Just in time for Gay Pride Week, there are a couple of film items worth mentioning. First, Trailer Park Pictures, that trash-lovin', neo-John Waters production outfit in Raleigh, has found a distributor for Camp: The Movie, their recent comic epic about two rival drag gangs. According to Camp director Brigner, the online distributor TLV Video picked up their film in late April. Get your copy for $24.99 at www.tlavideo.com.

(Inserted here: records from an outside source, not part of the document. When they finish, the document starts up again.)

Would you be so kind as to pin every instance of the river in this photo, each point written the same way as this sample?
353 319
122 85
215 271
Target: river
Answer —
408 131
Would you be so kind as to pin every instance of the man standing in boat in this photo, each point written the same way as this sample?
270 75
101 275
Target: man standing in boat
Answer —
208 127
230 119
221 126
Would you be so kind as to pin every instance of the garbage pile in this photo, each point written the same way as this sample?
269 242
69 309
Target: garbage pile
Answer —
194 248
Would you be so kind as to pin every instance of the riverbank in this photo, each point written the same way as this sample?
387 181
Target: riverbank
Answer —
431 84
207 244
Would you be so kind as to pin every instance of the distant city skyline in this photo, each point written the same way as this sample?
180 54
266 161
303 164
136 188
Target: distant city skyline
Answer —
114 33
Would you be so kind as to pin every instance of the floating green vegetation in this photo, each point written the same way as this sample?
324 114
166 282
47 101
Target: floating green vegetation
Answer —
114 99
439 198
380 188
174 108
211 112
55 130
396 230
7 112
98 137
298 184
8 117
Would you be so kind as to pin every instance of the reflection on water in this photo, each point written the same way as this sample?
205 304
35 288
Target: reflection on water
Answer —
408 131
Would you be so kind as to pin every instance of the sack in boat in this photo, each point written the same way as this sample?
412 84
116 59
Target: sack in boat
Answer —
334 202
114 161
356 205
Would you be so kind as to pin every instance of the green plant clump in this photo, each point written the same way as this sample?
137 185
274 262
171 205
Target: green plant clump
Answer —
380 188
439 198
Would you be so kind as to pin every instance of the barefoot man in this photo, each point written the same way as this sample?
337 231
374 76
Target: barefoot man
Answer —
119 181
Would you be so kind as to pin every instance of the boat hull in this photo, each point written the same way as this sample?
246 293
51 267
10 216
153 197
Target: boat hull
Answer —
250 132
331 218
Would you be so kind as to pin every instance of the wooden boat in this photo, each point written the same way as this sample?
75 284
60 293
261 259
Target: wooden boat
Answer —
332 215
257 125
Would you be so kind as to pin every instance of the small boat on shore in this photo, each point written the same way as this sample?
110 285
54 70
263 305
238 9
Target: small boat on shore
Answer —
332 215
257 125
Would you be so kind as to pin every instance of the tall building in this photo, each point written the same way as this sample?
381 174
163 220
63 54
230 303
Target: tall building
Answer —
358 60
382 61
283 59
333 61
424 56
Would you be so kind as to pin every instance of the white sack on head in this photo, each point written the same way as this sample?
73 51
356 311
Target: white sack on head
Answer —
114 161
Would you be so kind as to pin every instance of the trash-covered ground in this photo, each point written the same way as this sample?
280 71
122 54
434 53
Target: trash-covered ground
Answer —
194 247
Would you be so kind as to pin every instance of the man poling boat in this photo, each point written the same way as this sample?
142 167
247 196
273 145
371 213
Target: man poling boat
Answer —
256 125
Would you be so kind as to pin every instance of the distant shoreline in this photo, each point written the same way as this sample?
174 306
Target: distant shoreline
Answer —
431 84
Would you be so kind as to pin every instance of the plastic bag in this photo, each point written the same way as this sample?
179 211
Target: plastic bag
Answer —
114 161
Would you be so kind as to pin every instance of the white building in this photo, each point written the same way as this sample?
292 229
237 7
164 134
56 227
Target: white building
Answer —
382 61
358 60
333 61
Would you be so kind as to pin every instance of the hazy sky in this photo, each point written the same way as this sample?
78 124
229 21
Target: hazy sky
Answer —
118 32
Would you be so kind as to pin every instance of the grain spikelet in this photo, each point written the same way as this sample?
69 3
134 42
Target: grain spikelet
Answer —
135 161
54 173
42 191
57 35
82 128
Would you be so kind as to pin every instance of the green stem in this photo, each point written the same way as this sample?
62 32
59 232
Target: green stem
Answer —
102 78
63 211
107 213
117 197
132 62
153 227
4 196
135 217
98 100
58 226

And finally, Jim Carl of Durham's Carolina Theatre has finished programming this August's N.C. Gay and Lesbian Film Festival (GLFF) and the big news is that the event has been lengthened by two days, from three to five. There will be 98 films in this year's festival, which will run Aug. 6-10. The expansion of GLFF certainly bodes well for its long-term health and, as one local observer speculated, the increased size may go a long way toward getting a few more "L" films into what has been a "G" dominated event.